Currently, if there are more than 100 ready-to-invoke RCU callbacks queued
on a given CPU, the rcu_do_batch() function sets a timeout for invocation
of the series. This timeout defaulting to three milliseconds, and may
be adjusted using the rcutree.rcu_resched_ns kernel boot parameter.
This timeout is checked using local_clock(), but the overhead of this
function combined with the common-case very small callback-invocation
overhead means that local_clock() is checked every 32nd invocation.

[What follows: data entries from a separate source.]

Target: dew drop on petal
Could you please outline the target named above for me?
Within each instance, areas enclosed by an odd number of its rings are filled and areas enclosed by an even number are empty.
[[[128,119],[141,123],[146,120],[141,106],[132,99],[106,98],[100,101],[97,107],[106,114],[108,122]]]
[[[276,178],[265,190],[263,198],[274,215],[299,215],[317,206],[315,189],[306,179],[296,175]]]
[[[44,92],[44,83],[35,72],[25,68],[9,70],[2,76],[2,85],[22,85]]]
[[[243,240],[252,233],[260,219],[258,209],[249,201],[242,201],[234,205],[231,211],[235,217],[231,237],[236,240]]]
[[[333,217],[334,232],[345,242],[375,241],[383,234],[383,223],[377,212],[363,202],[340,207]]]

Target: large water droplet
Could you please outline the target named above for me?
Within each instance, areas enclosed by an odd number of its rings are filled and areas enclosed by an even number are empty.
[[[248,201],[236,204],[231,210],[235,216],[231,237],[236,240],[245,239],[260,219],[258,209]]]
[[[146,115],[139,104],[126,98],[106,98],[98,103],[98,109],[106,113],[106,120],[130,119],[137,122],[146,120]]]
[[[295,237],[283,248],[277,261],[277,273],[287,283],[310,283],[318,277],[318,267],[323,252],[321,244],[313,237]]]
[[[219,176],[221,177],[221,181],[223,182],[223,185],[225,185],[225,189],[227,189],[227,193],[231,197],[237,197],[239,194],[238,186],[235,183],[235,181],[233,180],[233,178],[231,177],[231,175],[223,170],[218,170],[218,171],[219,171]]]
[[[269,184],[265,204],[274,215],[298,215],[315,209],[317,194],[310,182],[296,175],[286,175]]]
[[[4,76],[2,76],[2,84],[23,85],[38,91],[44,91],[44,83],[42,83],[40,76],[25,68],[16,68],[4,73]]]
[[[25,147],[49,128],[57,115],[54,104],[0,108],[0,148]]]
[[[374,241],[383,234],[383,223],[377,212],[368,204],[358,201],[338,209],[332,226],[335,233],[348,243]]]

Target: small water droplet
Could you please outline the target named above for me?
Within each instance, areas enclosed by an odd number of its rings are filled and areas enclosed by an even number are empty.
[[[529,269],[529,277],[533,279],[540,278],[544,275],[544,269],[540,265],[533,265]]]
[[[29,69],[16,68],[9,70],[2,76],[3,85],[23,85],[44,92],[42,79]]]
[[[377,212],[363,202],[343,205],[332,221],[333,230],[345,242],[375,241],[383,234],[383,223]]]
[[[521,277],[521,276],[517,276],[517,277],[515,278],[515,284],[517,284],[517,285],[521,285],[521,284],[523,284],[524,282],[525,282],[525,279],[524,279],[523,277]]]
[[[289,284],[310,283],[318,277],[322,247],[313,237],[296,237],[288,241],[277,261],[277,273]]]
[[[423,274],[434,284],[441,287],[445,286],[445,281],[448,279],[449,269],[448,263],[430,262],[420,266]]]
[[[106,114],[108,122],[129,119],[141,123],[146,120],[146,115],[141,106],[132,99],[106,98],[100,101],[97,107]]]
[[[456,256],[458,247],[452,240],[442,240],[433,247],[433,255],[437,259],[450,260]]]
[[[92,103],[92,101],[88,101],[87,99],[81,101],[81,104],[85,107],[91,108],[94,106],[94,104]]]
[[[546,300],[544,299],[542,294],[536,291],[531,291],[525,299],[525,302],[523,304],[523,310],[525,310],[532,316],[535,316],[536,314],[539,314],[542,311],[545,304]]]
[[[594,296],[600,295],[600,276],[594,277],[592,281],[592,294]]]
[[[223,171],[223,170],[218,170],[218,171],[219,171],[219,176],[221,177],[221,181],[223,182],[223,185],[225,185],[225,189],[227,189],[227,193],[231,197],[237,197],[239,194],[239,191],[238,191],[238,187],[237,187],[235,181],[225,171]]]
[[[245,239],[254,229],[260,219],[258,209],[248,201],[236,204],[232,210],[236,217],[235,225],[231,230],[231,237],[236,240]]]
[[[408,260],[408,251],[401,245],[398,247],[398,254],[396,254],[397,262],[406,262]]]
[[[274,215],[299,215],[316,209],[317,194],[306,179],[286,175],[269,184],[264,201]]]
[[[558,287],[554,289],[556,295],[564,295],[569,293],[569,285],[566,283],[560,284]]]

This works well except for longer-than average callbacks. For example,
a series of 500-microsecond-duration callbacks means that local_clock()
is checked only once every 16 milliseconds, which makes it difficult to
enforce a three-millisecond timeout.

This commit therefore adds a Kconfig option RCU_DOUBLE_CHECK_CB_TIME
that enables backup timeout checking using the coarser grained but
lighter weight jiffies. If the jiffies counter detects a timeout,
then local_clock() is consulted even if this is not the 32nd callback.
This prevents the aforementioned 16-millisecond latency blow.

Reported-by: Domas Mituzas <[email protected]>
Signed-off-by: Paul E. McKenney <[email protected]>
---
kernel/rcu/Kconfig | 18 ++++++++++++++++++
kernel/rcu/tree.c | 28 ++++++++++++++++++++--------
2 files changed, 38 insertions(+), 8 deletions(-)

diff --git a/kernel/rcu/Kconfig b/kernel/rcu/Kconfig
index 9071182b1284..bdd7eadb33d8 100644
--- a/kernel/rcu/Kconfig
+++ b/kernel/rcu/Kconfig
@@ -314,4 +314,22 @@ config RCU_LAZY
To save power, batch RCU callbacks and flush after delay, memory
pressure, or callback list growing too big.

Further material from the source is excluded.